There is more focus on business units, with their distinct products, services, customers, markets, technologies, and competencies.
And this lack of alignment results in poor strategy execution results.
In a rowing race, alignment stands between victory and defeat. Rowers in concert push against the water with oars in turn generating enough force to move the boat.
Oars aligned at the same angle, enter and exit the water at the same time, the same force being exerted with each oar stroke. If one of the oars goes in the water even a microsecond late or early, the boat will experience tilts, turns, and drag.
A rower is therefore taught to focus and ensure each stroke is in line with that of the rest of the team.
A small difference in alignment between the crew would mean that the team would not perform at its highest potential, and likely would lose the race. The longer the race, the more costly the compound effects of misalignment over time.
In business too, people, processes, technology, systems and culture ought to be aligned to drive strategic success. If disparate business units are managed somewhat separately, the organization can get stuck in a low-effectiveness state.
To unstuck yourself from misalignment, first identify the bottlenecks and address them directly. Don’t tip-toe around the issues. It takes leadership and willingness to absorb short-term losses in the quest for future gains.
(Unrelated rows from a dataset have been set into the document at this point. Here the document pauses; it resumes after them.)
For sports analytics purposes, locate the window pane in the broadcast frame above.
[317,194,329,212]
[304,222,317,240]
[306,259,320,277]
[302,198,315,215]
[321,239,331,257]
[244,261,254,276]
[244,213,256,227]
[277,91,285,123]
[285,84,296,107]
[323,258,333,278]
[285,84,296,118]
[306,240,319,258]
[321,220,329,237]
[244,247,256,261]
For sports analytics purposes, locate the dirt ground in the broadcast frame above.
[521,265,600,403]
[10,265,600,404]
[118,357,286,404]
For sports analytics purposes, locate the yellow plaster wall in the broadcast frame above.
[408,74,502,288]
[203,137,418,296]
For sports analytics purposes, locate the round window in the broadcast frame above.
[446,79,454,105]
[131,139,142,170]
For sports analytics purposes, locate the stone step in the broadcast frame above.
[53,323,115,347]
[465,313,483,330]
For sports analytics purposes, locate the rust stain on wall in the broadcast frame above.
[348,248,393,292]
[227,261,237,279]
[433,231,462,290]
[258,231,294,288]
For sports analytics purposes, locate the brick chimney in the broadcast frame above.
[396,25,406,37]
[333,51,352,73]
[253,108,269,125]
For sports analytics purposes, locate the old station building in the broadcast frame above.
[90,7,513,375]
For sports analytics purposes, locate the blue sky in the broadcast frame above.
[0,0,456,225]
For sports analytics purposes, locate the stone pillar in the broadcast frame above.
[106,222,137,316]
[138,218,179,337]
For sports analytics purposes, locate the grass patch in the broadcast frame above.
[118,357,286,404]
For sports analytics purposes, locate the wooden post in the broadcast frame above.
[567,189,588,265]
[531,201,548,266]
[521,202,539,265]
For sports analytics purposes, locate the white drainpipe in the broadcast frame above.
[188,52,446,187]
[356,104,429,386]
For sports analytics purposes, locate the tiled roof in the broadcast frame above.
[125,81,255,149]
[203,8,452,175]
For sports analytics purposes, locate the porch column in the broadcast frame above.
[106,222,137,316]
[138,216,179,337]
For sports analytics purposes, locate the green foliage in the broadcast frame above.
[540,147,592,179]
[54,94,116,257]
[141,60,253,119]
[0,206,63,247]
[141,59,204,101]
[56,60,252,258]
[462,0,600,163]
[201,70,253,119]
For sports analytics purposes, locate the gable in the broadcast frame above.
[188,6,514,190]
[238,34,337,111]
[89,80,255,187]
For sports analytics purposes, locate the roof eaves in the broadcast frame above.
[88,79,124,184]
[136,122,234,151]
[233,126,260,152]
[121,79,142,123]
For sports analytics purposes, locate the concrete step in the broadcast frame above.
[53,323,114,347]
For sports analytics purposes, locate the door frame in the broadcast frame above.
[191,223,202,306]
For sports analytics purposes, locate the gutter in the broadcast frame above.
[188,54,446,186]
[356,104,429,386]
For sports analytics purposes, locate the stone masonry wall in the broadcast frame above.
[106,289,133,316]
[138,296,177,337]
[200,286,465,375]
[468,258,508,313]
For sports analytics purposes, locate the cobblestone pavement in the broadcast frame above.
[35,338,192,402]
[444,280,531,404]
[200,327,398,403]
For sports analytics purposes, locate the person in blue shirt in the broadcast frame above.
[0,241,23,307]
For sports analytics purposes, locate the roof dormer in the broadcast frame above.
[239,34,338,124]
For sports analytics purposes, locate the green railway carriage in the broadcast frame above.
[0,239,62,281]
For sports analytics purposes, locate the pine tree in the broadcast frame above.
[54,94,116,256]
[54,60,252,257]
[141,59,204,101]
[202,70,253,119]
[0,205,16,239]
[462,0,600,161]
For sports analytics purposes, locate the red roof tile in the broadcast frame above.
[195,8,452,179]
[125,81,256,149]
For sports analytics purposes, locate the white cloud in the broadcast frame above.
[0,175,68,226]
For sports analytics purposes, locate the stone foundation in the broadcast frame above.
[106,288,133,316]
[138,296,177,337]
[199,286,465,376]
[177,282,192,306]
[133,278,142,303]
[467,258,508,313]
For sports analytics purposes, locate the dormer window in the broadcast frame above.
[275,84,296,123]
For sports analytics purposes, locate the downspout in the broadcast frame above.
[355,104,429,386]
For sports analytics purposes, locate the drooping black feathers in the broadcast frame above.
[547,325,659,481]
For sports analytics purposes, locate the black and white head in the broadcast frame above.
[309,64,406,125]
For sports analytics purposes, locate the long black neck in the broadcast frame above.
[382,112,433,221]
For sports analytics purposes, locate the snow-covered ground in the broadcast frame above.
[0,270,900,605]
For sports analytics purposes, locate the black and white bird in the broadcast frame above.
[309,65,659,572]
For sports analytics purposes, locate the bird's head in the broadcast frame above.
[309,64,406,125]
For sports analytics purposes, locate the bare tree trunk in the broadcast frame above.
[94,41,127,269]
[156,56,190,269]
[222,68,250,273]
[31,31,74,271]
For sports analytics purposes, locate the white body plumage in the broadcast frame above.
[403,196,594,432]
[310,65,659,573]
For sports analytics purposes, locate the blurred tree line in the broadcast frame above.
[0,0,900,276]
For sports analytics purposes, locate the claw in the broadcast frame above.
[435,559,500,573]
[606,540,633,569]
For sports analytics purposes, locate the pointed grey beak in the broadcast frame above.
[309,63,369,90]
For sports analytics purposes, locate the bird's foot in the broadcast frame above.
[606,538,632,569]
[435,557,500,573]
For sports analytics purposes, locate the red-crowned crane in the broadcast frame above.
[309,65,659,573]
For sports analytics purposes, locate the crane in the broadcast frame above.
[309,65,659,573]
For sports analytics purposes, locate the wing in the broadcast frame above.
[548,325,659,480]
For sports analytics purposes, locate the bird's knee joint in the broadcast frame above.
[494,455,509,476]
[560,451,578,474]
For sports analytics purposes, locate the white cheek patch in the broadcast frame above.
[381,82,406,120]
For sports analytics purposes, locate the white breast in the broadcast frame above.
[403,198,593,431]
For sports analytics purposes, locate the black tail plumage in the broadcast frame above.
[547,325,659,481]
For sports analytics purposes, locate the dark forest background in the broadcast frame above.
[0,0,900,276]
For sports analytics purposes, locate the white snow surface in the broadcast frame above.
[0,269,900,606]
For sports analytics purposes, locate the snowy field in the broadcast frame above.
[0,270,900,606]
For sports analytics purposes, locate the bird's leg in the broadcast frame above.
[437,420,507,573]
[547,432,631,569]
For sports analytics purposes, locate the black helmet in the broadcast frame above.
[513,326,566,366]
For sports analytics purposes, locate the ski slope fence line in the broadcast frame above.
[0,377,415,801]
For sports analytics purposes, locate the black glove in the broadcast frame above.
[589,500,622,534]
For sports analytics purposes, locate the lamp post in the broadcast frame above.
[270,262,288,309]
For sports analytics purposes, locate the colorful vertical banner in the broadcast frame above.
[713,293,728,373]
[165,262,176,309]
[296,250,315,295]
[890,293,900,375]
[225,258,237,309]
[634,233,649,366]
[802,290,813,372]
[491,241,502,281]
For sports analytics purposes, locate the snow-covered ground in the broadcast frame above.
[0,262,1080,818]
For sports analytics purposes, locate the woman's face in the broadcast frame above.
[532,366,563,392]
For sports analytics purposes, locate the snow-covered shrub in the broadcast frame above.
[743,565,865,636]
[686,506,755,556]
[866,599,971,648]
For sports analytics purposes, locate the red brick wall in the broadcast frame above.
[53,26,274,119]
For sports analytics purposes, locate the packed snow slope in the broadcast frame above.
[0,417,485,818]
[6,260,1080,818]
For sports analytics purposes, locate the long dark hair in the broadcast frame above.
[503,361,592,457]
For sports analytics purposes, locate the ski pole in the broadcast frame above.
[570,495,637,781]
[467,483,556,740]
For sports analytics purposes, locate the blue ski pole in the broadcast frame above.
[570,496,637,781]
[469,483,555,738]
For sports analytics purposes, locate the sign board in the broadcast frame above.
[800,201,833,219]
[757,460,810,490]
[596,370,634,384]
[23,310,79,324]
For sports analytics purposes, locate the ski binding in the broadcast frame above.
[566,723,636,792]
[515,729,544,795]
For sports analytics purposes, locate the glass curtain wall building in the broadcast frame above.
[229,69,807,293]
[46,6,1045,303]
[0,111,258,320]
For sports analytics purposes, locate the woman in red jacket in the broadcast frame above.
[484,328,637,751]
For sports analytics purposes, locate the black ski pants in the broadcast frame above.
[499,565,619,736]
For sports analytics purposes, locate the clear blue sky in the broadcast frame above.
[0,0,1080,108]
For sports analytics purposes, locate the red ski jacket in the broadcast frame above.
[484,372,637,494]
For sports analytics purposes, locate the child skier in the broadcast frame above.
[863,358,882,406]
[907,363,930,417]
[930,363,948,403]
Thus, leadership has a critical role to play in managing tensions between the need for decentralized autonomous action and the need for centralized direction and coordination.
When no one is responsible for overall organization alignment, the opportunity to create value through synergy can be overlooked.
Whenever plans are changed at the enterprise or business unit level, executives likely need to realign the organization with the new direction.
Ensuring organization alignment is not a once-off exercise. This must be managed as a continual process. Continually search for ways to make the whole more valuable than sum of its parts.
Plus, it’s not enough to talk the talk. The alignment strategy must be complemented with an alignment process.